Küçük mutlulukların direnişi
Kara bulutların gölgesinde bile umut yeşerir; çünkü yaşam bize verilmiş en büyük armağandır. Gülümsemek, selam vermek, nefes almak, ürettiğimiz her işe değer katmak… bunlar küçük gibi görünür ama insan olmanın en yüce görevidir. Umutsuzluk yenilgidir; umut ise direnişin nefesidir. Ve küçük mutluluklardan güç alan bir toplum, en ağır karanlıkları bile dağıtabilir.
Kara Bulutların Gölgesi
Gökyüzü ne kadar kararsa kararsın, güneşin doğmasını kimse engelleyemez.
Toplumumuzun üzerine çöken kara bulutlar—işsizlik, yolsuzluk, adaletsizlik, göç, demografik yapımızla oynanıyor oluşu—bizim alın yazımız değildir. Eğer biz vazgeçersek, eğer umudu kaybedersek, işte asıl o zaman kaybederiz. Çünkü umutsuzluk, yenilginin diğer adıdır. Biz ise yenilgiyi kabullenemeyiz, kabullenmeyeceğiz.
Bugün insanlarımızın yüzlerinde bir yorgunluk var. Gençler, bavullarını toplayıp uzak diyarlara giderken geride kalanların gözlerinde buruk bir çaresizlik okunuyor. Sağlıkta, eğitimde, adalette en temel haklar erozyona uğruyor. Adalet terazisi yamulmuş, liyakat yerini kayırmacılığa bırakmış. Yönetimler halkın iradesini değil, çıkar çevrelerinin fısıltılarını dinliyor. Memleketin üzerine çöken bulut ağır, kara ve koyu. Ama insanlık tarihi bize şunu öğretti: En zor zamanlarda bile direnenler, vazgeçmeyenler, umudu diri tutanlar, tarihin akışını değiştirenler olmuştur.
Umut: Bilim ve Bilgelik
Umut yalnızca duygusal bir teselli değildir; aynı zamanda bir bilgeliktir ve bir bilimdir. Psikolojinin dediğine göre umut, beynin geleceğe tuttuğu bir projektördür. İnsan umut sayesinde hedef belirler, enerji toplar, dayanır.
Pozitif psikolojinin öncülerinden Martin Seligman der ki: “Umudu olan birey, düşse de yeniden kalkar; umudu olmayan birey, ayağa kalksa bile yürüyemez.”

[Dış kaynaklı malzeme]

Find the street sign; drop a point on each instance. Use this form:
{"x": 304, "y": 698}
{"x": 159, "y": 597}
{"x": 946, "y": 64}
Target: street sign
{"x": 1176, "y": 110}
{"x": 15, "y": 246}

Bilim, küçük mutlulukların ruh sağlığımız üzerindeki iyileştirici etkisini de doğrular. Nörobilim araştırmaları gösteriyor ki, bir tebessüm bile beyinde mutluluk hormonlarını harekete geçirir, stresimizi azaltır. Doğayla temas, insanın bağışıklık sistemini güçlendirir. Bir ağacın gölgesinde dinlenmek, bir çiçeğe su vermek, bir dostla gülümsemek… bunlar sadece romantik ayrıntılar değil; insanın varoluşunu ayakta tutan temel ihtiyaçlardır.
Bu noktada Mevlânâ’nın asırlardan süzülen sesi bize fısıldar: “Her şeyin bir tadı vardır; hayatın tadı da umut etmektir.” Umut, hayata lezzet katar; yokluğunda insanın dili kurur, kalbi taşlaşır.
Bir başka pencereden Nietzsche bize şunu hatırlatır: “İnsanın yaşamasını sağlayan şey, sahip olduğu güç değil; yaşamak için bulduğu anlamdır.” Anlam ise çoğu zaman küçük sevinçlerin içinden doğar; çünkü küçük şeyler olmadan büyük anlamların da kökü kurur.
İşte bu yüzden umut, hem bilimsel hem de felsefi açıdan insanın en büyük sermayesidir. Bir yanıyla bilimin verisi, bir yanıyla bilgeliklerin sözü, bir yanıyla da bizim küçük mutluluklarımızla beslenir.
Küçük Şeylerin Büyük Gücü
Zaferler birdenbire doğmaz; önce küçük kıvılcımlarla başlar.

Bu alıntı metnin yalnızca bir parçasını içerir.